Sheinkin, with his use of examples like these, touches on the psychological aspect of Ellsberg and how he was perceived by the most powerful people in the world.

But the book also shows how people in power behave when threatened.

To Nixon and his advisers, Ellsberg was a huge threat, the most dangerous man in America, which Nixon said about plumbers, the men who carried out the raid on Daniel Ellsberg’s psychiatrist’s office that started the Watergate scandal, “what those” What the comrades did was not a crime. They should get a medal for chasing Ellsberg. “

Daniel Ellsberg posed a serious threat to the US government: He threatened to delegitimize the ongoing prosecution of the war, because Ellsberg, himself a member of the government who was previously aggressive in the war, was now one of his most staunch opponents.

He had been aggressive enough to engage in a vile technique that used gruesome tales from the battlefield to sway the authorities toward a particular course of action. Readers will be amazed at how this played out under Lyndon Johnson’s presidency. Sheinkin tells Ellsberg that the night he spent gathering the information “was the worst thing I have ever done.”

One wonders if there was someone higher in government than Ellsberg who was capable of reaching a similar self-assessment.
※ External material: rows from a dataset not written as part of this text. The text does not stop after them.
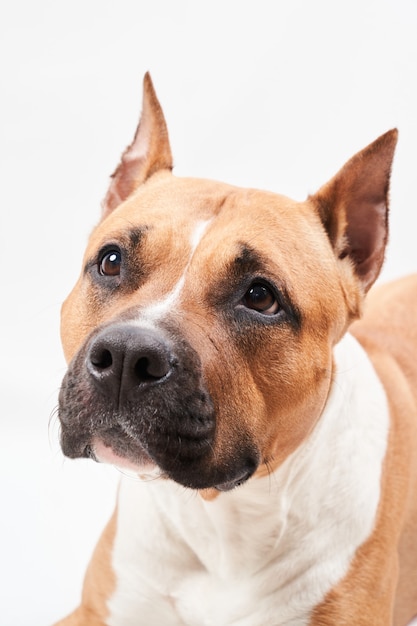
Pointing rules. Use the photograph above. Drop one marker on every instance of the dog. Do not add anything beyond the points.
(222, 353)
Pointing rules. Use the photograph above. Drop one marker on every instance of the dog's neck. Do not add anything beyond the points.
(305, 520)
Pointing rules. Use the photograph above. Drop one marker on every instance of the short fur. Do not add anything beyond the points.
(208, 351)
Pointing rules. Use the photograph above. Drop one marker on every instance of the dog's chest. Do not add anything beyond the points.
(266, 553)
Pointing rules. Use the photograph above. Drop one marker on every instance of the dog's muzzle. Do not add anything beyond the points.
(143, 396)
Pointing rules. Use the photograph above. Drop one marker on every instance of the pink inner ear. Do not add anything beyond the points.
(149, 152)
(354, 208)
(367, 234)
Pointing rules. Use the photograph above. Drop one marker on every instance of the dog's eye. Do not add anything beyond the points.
(110, 263)
(261, 298)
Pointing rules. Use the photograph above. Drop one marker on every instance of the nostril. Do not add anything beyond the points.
(101, 359)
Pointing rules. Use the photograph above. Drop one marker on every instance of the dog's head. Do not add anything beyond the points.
(199, 335)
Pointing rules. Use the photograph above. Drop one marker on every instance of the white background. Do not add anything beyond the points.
(264, 94)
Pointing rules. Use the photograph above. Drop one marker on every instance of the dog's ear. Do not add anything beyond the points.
(149, 152)
(353, 207)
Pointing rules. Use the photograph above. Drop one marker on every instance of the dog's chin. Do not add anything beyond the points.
(103, 453)
(144, 467)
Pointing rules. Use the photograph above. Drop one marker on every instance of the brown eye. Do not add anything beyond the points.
(261, 298)
(110, 262)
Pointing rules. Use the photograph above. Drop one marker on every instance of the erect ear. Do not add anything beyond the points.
(149, 152)
(353, 207)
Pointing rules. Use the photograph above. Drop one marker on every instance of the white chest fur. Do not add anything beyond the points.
(268, 552)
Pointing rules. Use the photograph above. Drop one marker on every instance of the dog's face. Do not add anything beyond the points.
(200, 332)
If the readers of “Most Dangerous” did not know the history of Vietnam or that Daniel Ellsberg ever existed, they might suspect that they were reading fiction. It is astonishing that top officials consider the success of a war to depend on “death rates”; or that they would consider an option not to report commitments at the US troop level so as not to alarm the public; or that they would consider it responsible behavior to keep secret documents of high government officials, including the president, under penalty of end-of-career punishment, documents that showed that the president and his closest associates had no solution to the war .

The world from which Ellsberg emerged was one in which an individual’s conscience was subordinated to the moral, however distorted, of the state. Running like a thread throughout Sheinkin’s book is the conflict of conscience that takes place among those at the highest levels of government. Men who knew what they supported was immoral lied first to themselves and second to the American people. Sheinkin’s account of Robert MacNamara’s return flight from Vietnam and what he had to say on arrival home illustrates that point.

MacNamara, his colleagues and future administration officials faced a choice: hide behind false reasons to continue the war, or stand up to the American public and acknowledge the futility of war. The stakes were high. The consequences were enormous. On one side was Ellsberg with his personal problems: his divorce, his wartime service and subsequent anti-war convictions and his becoming the face of the anti-war movement in America; On the other side are the men in power: Lyndon Johnson, Robert MacNamara, Richard Nixon, Henry Kissinger, and a host of other military and civilians, who were in survival mode, cornered by ever-increasing warfare and the corresponding growth of the nation. anti-war movement. And emanating from secret meetings of hateful and threatening language by those in power, particularly in the Nixon administration, largely directed at Daniel Ellsberg, were his own muddled and murky notions of right and wrong.

“Most Dangerous” is a powerful book for adults and young adults alike interested in the Vietnam War and the key men and women involved in it.